A Miguel, el héroe de mi cuento, habíanle pedido uno. ¿Héroe? ¡Héroe, sí! ¿Y por qué? —preguntará el lector—. Pues primero, porque casi todos los protagonistas de los cuentos y de los poemas deber ser héroes, y ello por definición. ¿Por definición? ¡Sí! Y si no, veámoslo.
P.— ¿Qué es un héroe?
R.— Uno que da ocasión a que se pueda escribir sobre él un poema épico, un epinicio, un epitafio, un cuento, un epigrama, o siquiera una gacetilla o una mera frase.
Aquiles es héroe porque le hizo tal Homero, o quien fuese, al componer la Ilíada. Somos, pues, los escritores —¡oh noble sacerdocio!— los que para nuestro uso y satisfacción hacemos los héroes, y no habría heroísmo si no hubiese literatura. Eso de los héroes ignorados es una mandanga para consuelo de simples. ¡Ser héroe es ser cantado!
Y, además, era héroe el Miguel de mi cuento porque le habían pedido uno. Aquel a quien se le pida un cuento es, por el hecho mismo de pedírselo, un héroe, y el que se lo pide es otro héroe. Héroes los dos. Era, pues, héroe mi Miguel, a quien le pidió Emilio un cuento, y era héroe mi Emilio, que pidió el cuento a Miguel. Y así va avanzando este que escribo.
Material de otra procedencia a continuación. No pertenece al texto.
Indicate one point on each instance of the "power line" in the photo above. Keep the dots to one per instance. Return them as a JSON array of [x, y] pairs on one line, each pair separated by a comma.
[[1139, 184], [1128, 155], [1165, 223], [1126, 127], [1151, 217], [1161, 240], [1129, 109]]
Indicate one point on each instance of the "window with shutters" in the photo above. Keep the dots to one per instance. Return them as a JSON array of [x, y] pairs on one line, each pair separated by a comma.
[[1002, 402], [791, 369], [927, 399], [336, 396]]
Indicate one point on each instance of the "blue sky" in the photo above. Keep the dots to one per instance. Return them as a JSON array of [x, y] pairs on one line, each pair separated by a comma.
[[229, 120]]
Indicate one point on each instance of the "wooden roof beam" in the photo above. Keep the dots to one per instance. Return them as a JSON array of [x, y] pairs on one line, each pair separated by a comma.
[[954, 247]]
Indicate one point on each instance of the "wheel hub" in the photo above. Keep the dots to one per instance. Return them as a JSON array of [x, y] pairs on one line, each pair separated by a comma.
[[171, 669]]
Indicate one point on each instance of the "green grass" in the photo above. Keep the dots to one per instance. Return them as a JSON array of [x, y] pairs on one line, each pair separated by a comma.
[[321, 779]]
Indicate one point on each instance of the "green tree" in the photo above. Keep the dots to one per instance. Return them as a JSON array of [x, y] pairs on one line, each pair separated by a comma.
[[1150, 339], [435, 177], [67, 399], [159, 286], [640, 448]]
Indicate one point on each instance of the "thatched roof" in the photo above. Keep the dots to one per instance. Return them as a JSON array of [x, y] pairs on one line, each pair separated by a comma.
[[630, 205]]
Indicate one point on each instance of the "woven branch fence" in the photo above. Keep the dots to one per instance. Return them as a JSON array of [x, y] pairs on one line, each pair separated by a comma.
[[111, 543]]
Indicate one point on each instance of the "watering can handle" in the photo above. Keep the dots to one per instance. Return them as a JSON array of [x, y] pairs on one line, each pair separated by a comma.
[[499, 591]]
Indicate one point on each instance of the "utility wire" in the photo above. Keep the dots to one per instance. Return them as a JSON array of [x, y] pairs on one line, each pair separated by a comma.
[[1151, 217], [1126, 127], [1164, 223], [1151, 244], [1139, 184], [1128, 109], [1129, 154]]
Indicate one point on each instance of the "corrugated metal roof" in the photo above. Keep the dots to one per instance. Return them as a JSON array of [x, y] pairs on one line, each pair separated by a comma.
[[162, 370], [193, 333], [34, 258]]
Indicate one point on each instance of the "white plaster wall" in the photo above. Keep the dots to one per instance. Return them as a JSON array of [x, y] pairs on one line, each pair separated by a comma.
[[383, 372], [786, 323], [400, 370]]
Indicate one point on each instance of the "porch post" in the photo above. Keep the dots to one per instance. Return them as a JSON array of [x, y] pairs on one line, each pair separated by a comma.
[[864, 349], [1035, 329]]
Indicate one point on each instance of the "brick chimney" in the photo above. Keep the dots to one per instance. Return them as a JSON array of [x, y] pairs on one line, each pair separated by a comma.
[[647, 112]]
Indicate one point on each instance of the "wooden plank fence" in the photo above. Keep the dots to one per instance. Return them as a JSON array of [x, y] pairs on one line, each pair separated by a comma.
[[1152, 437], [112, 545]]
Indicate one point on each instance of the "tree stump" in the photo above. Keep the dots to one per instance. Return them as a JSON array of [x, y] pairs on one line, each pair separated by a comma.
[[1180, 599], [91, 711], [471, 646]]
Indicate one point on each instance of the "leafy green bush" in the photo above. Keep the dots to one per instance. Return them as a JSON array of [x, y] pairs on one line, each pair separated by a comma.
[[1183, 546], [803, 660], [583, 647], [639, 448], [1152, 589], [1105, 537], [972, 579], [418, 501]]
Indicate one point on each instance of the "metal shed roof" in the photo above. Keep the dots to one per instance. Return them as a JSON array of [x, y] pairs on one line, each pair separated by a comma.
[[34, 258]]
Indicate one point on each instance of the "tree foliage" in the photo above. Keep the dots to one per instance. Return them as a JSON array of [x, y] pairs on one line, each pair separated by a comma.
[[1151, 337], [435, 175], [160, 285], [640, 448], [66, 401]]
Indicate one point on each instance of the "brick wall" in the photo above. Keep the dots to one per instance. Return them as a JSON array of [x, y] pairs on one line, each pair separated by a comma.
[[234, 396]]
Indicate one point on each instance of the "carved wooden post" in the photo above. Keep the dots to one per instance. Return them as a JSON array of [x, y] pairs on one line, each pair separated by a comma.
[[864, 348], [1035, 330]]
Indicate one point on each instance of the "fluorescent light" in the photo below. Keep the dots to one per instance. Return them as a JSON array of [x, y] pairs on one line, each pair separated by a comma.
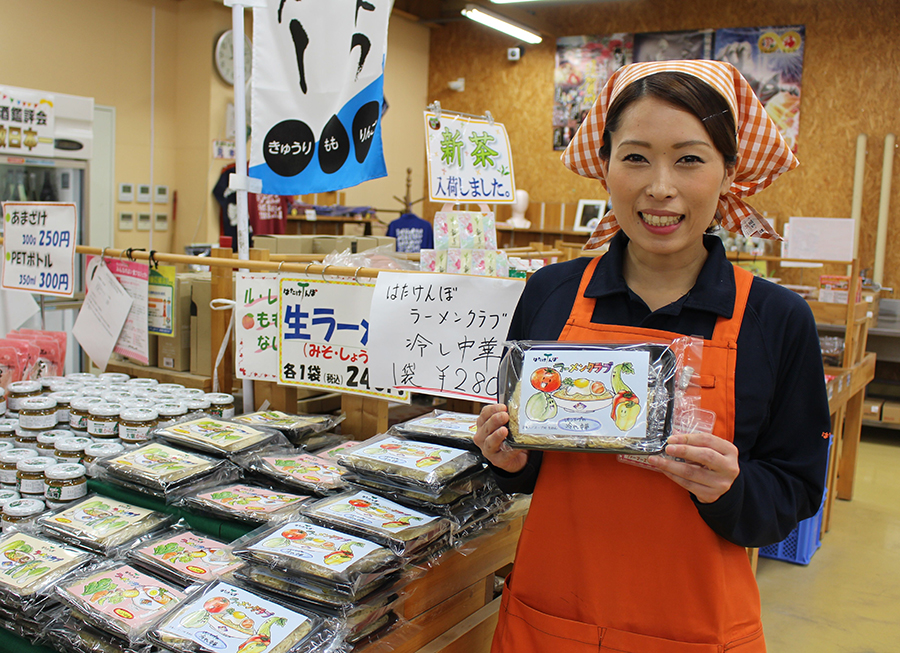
[[501, 24]]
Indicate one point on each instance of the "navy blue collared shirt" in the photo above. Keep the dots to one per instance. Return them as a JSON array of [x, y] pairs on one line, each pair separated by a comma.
[[781, 405]]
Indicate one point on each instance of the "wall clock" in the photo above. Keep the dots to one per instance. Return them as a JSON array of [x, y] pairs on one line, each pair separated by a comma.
[[224, 57]]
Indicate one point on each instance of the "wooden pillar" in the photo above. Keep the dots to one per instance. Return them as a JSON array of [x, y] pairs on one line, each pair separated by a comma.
[[222, 288], [280, 397], [366, 416]]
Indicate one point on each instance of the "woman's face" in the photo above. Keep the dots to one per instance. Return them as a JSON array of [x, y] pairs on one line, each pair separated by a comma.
[[665, 177]]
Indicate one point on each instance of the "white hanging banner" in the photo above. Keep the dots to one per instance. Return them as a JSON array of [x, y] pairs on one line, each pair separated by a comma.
[[256, 326], [441, 334], [324, 337], [318, 82], [39, 247], [469, 160], [26, 122]]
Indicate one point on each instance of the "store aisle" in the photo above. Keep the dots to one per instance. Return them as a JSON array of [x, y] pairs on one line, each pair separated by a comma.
[[848, 598]]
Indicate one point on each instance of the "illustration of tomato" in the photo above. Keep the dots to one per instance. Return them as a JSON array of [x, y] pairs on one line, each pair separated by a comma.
[[216, 604], [546, 379]]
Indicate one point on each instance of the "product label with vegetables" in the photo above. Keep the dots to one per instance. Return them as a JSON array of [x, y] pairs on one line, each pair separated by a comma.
[[317, 545], [585, 393], [231, 620], [193, 555], [125, 595]]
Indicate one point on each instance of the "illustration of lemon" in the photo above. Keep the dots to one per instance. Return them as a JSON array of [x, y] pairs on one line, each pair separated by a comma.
[[540, 407]]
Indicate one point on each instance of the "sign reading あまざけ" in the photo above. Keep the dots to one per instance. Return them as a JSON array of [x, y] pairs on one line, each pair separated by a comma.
[[323, 337]]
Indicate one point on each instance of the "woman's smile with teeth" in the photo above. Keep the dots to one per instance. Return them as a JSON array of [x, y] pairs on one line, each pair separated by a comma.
[[660, 220]]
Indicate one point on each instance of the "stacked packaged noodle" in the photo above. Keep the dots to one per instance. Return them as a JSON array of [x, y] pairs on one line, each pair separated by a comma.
[[30, 567], [326, 570], [437, 478], [164, 471]]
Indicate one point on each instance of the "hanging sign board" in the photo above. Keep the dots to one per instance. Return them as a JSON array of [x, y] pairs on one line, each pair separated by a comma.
[[26, 122], [441, 334], [160, 301], [324, 337], [469, 160], [315, 111], [256, 326], [39, 247]]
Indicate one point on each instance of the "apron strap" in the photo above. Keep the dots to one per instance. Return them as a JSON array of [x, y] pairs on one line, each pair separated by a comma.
[[727, 328]]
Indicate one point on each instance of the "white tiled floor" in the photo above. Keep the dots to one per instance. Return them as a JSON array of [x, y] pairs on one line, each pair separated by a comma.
[[848, 598]]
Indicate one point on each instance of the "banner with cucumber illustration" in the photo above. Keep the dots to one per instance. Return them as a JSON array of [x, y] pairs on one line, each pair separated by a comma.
[[602, 393]]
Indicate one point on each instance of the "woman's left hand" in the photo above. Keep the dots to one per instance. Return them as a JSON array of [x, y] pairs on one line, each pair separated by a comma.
[[710, 467]]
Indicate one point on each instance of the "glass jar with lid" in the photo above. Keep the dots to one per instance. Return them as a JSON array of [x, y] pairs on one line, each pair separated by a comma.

Es decir,
burla, burlando, van los dos delante.
Y mi héroe, delante de las blancas y agarbanzadas cuartillas, fijos en ellas los ojos, la cabeza entre las palmas de las manos y de codos sobre la mesilla de trabajo —y con esta descripción me parece que el lector estará viéndole mucho mejor que si viniese ilustrado esto—, se decía: «Y bien, ¿sobre qué escribo ahora yo el cuento que se me pide? ¡Ahí es nada, escribir un cuento quien, como yo, no es cuentista de profesión! Porque hay el novelista que escribe novelas, una, dos, tres o más al año, y el hombre que las escribe cuando ellas le vienen de suyo. ¡Y yo no soy un cuentista!…
Y no, el Miguel de mi cuento no era un cuentista. Cuando por acaso los hacía, sacábalos, o de algo que, visto u oído, habíale herido la imaginación, o de lo más profundo de sus entrañas. Y esto de sacar cuentos de lo hondo de las entrañas, esto de convertir en literatura las más íntimas tormentas del espíritu, los más espirituales dolores de la mente, ¡oh, en cuanto a esto!… En cuanto a esto, han dicho tanto ya los poetas líricos de todos los tiempos y países, que nos queda ya muy poco por decir.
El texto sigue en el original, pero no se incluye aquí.